De Morgan storage facility at Dahshur, site of a Metropolitan Museum expedition
Photo from Blue Shield’s report on Egyptian archaeological sites
A joint statement on the “alarming picture on the state of antiquities and cultural sites” in Egypt was issued yesterday by the Association of Art Museum Directors and the Archaeological Institute of America. But it misses two crucially important points.
AAMD and AiA have “call[ed] on Egyptian authorities, even in these unsettled times, to do what they can [emphasis added] to protect the country’s irreplaceable archaeological and cultural materials.”
But “what they can” has clearly proven insufficient. Urgently needed is outside help in securing the archaeological sites (not just in providing “professional support to…identify and reclaim missing objects,” as the two organizations have offered).
I had asked the Metropolitan Museum, whose director Tom Campbell issued a statement on Egypt on Thursday, whether it knew of any specific action being undertaken by the international community to organize protection for these sites. The answer was: “Not yet.” As for the security of the Middle Kingdom Pyramid sites at Dahshur and Lisht that Met archaeologists have been working on, the museum’s spokesperson, Elyse Topalian, told me: “We are in constant contact with the local antiquity inspectors, who are doing a heroic job in safeguarding and reporting back.”
The joint statement of AAMD and AiA urges the international museum and archaeological communities “to alert the appropriate international authorities and customs officials if they believe they have information regarding objects recently stolen from Egypt.”
Good plan. But before this can happen, Egypt needs to compile and widely disseminate as thorough an accounting as possible of exactly what is known to be missing. Public disclosure has thus far been fragmentary, incomplete and lacking photographic documentation.
In this regard, Kate Phizackerley in her News from the Valley of the Kings blog writes:
We still do not have photographs of the items which the [Egyptian] museum has confirmed stolen. That is critical in stopping the thieves escaping the country and they should have been published immediately. For me, not publishing photos of these items and the false doors reported stolen from Saqqara is far more reprehensible than the lapses of security in the first place.

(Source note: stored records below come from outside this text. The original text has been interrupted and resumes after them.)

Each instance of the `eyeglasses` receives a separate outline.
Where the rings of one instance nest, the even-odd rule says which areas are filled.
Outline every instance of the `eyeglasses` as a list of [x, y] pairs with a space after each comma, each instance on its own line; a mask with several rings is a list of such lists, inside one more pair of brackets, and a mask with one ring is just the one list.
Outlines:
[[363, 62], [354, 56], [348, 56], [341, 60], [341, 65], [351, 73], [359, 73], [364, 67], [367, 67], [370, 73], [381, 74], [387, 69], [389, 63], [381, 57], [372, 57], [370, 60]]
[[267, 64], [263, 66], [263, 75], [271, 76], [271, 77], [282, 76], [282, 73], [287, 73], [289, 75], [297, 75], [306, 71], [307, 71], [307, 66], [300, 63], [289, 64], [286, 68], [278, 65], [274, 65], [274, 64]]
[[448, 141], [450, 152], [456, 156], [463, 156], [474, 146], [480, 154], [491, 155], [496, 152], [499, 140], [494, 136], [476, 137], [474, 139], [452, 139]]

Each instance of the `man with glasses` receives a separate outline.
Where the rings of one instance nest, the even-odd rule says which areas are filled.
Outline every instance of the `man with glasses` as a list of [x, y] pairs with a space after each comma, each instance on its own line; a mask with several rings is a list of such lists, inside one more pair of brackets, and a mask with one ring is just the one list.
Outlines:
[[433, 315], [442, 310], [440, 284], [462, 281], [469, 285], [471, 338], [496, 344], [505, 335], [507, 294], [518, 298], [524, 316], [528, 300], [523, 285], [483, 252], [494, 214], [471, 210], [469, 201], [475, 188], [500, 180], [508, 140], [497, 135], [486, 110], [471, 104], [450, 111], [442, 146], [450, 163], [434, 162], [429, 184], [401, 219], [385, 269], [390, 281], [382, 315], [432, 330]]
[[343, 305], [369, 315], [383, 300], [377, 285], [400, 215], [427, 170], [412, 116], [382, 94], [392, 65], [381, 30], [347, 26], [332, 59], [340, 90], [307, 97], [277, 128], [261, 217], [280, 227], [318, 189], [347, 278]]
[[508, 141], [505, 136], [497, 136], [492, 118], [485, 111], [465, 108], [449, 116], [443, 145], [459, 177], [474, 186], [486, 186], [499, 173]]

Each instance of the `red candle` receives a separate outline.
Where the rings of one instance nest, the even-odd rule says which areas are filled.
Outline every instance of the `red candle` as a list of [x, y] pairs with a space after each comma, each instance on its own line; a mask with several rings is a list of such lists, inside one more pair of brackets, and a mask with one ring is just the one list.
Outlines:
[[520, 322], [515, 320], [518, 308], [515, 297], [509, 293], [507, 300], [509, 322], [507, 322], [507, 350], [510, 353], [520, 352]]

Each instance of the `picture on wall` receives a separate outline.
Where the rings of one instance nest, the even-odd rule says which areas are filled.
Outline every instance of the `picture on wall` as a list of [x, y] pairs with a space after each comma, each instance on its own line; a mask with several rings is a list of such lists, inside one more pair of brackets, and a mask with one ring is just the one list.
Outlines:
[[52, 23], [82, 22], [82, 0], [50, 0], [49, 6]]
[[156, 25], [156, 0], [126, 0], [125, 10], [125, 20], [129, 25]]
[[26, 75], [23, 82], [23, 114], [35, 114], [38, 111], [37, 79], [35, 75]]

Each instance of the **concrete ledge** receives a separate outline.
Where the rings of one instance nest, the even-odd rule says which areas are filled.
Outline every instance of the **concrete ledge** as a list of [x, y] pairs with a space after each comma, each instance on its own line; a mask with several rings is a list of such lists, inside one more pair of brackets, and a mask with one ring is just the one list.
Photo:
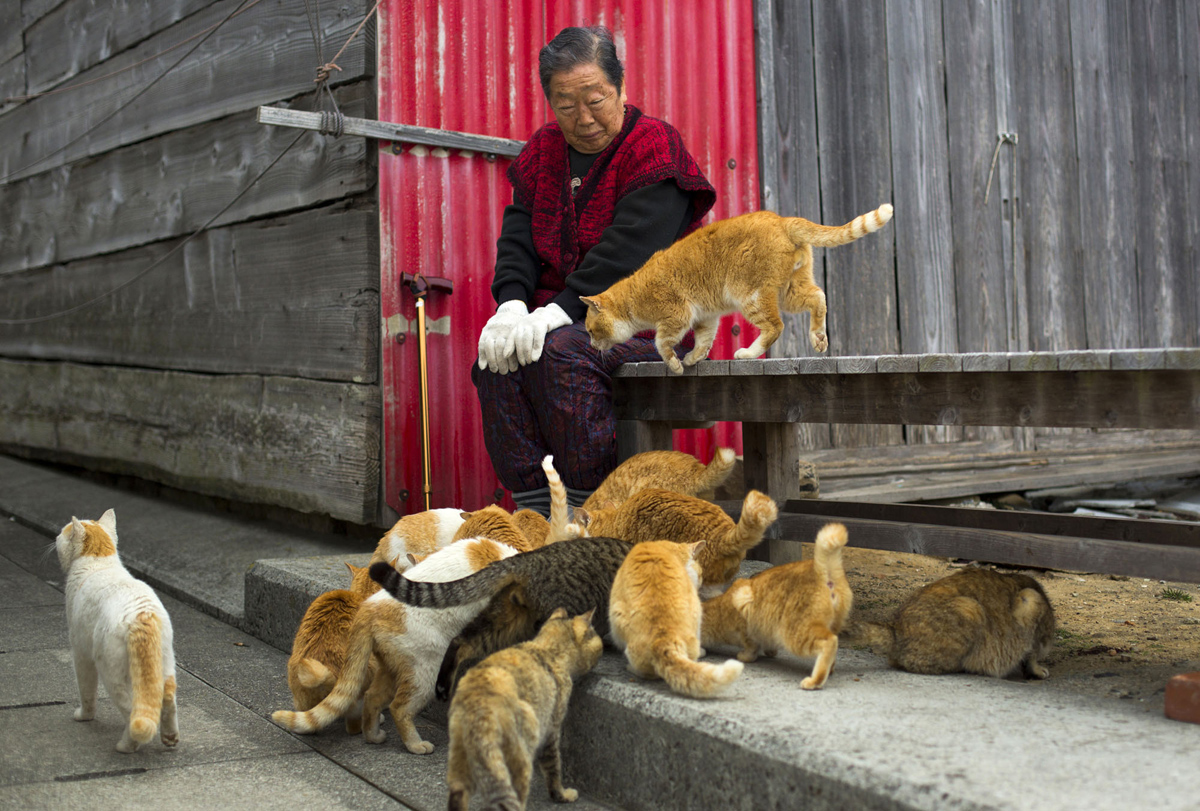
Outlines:
[[309, 603], [327, 591], [350, 587], [346, 561], [366, 566], [370, 560], [370, 553], [364, 553], [257, 561], [246, 572], [242, 630], [290, 653]]

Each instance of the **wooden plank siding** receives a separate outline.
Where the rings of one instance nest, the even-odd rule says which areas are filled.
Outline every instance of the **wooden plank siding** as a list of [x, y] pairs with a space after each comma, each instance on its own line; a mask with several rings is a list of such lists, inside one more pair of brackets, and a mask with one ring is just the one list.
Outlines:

Phizackerley also observes:
Egyptologists are likely to find it hard to believe that Tutankhamun statues were not immediately spotted as missing when there was a broken base on the floor, and question Hawass’ initial assertions that nothing was stolen [from the Egyptian Museum]. The same applies to the other premier items whose cabinets were smashed: curators tend to know their collections intimately and I think most curators would spot that a star item was missing pretty quickly.